The scaffolding protein disrupted in schizophrenia 1 (DISC1) has multiple roles in neurodevelopment. Both rare and common variants of this protein may influence psychiatric phenotypes, although it remains unclear how DISC1 is mechanistically linked to disease. Now, two studies provide evidence for possible DISC1-mediated pathophysiological pathways.

Tsai and colleagues examined the functional significance of three common DISC1 variants (R264Q, L607F and S704C DISC1) and one rare variant (A83V DISC1), which they identified from a group of healthy individuals and patients with psychiatric disorders.
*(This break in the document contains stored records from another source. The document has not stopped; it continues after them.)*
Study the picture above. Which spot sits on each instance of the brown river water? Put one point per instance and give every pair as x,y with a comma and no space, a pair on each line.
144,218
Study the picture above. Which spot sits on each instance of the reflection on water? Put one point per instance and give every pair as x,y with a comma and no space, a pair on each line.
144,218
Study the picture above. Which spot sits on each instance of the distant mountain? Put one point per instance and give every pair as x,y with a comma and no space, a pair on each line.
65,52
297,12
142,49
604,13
DISC1 can bind glycogen synthase kinase 3β (GSK3β), activating canonical WNT signalling. Using in vitro assays, the authors showed that A83V, R264Q and L607F DISC1, unlike wild-type and S704C DISC1, were unable to stimulate WNT-induced transcription and proliferation (a process regulated by WNT signalling) in murine neuroblastoma cells, and that the absence of such effects was due to a reduction in the variant's GSK3β-binding capacity. They also showed that expression of S704C DISC1 but not the other variants rescued neural progenitor proliferation defects in embryonic mouse brain following knockdown of DISC1 and that transcription assays involving human-derived lymphoblast cell-lines yielded results that were in line with the previous data.
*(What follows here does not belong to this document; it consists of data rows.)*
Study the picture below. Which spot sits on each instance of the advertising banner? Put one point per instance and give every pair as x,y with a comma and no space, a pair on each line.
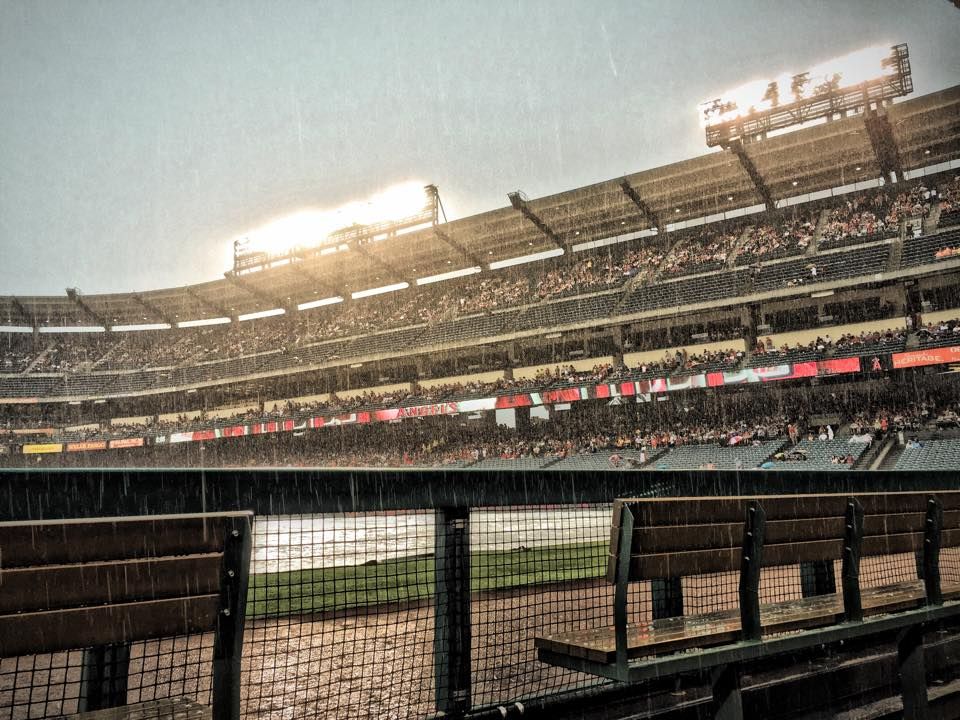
90,445
839,366
933,356
129,442
42,448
Thus, the R264Q, L607F and A83V DISC1 variants may increase the risk of psychiatric disease through impairment of canonical WNT signalling and neurodevelopment. Interestingly, S704C DISC1 may impair neurodevelopment through a different pathway, as the authors found that this variant — unlike R264Q, L607F and A83V DISC1 — was unable to rescue WNT-independent neuronal migration deficits in mouse embryonic cortex following knockdown of DISC1 expression.

In the second study, Ming and colleagues examined the role of DISC1 in the development of adult-born neurons, focusing their attention on the previously reported interactions of DISC1 with two proteins implicated in neural developmental processes: nuclear distribution protein nudE-like 1 (NDEL1) and fasciculation and elongation protein-ζ1 (FEZ1). They found that knockdown of FEZ1 expression in the dentate gyrus accelerated dendritic growth and caused an increase in soma size in newly born neurons. Moreover, simultaneous knockdown of DISC1 and FEZ1 further accelerated dendritic growth, suggesting that in adult-born neurons, both proteins regulate dendrite development.
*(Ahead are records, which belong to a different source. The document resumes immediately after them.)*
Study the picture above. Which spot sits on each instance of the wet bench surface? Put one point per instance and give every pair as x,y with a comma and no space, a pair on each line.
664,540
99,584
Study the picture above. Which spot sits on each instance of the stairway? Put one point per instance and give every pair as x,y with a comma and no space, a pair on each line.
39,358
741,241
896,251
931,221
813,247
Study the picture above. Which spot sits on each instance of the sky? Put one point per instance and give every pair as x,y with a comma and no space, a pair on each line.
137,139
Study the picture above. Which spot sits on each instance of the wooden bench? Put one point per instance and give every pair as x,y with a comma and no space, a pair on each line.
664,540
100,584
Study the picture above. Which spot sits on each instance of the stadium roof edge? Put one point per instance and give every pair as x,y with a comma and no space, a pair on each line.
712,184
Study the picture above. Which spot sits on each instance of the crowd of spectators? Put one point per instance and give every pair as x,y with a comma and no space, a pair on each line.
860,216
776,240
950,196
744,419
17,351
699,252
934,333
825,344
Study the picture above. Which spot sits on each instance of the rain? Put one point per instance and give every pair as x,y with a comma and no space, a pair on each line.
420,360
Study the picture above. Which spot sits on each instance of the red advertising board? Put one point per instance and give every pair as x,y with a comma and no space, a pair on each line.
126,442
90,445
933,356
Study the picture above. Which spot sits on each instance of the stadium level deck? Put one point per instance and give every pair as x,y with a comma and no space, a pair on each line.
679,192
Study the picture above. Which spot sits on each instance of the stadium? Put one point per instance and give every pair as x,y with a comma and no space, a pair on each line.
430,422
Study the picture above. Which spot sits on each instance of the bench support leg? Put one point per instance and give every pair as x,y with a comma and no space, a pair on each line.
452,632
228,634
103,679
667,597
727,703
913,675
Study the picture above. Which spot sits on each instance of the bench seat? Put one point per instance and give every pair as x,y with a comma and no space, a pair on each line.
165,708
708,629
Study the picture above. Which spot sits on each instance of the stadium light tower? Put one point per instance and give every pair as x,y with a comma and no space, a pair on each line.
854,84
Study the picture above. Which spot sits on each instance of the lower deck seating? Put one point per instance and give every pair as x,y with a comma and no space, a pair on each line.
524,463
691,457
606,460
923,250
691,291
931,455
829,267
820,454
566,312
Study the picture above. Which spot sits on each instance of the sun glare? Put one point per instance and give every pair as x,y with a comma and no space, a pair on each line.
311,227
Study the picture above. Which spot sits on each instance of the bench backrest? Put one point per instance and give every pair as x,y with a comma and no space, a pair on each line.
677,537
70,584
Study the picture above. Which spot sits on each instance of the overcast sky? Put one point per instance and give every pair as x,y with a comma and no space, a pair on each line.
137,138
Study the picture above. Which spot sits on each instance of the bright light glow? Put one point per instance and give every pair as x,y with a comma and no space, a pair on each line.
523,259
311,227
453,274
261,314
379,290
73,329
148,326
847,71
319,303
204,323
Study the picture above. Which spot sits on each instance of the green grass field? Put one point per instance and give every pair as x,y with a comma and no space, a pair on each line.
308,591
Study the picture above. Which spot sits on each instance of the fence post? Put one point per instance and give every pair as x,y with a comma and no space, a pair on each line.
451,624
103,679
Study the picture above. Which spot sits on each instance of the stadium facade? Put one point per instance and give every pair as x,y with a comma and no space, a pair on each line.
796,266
these studies suggest pathways whereby DISC1 variants impair neurodevelopment and increase susceptibility to schizophrenia

In contrast to the phenotypes observed with FEZ1 knockdown, knockdown of NDEL1 expression caused the formation of ectopic dendrites in adult-born dentate granule cells and the abnormal positioning of these cells in granule cell layers. Such phenotypes are also observed following knockdown of DISC1 expression, suggesting that FEZ1 and NDEL1 regulate adult-born neuron development through parallel pathways involving DISC1. Supporting this assertion, the simultaneous knockdown of NDEL1 and FEZ1 did not elicit any synergistic effects on newly born neurons, and a series of immunoprecipitation experiments showed that NDEL1 and FEZ1 did not directly interact; rather, they both bound DISC1.

Alongside their studies in mice, Ming and colleagues undertook a genetic association study of FEZ1 with schizophrenia, from which they uncovered an epistatic interaction between a FEZ1 polymorphism and the allele encoding S704C DISC1. This finding is consistent with the synergistic effect of knocking down the expression of FEZ1 and DISC1 in newly born neurons and shows how polymorphisms in DISC1 and associated genes may combine to increase the risk of disease.

Taken together, these studies suggest pathways whereby DISC1 variants impair neurodevelopment and increase susceptibility to schizophrenia. Moreover, they highlight how mechanistic insights into psychiatric disease may be garnered from complex genetic findings.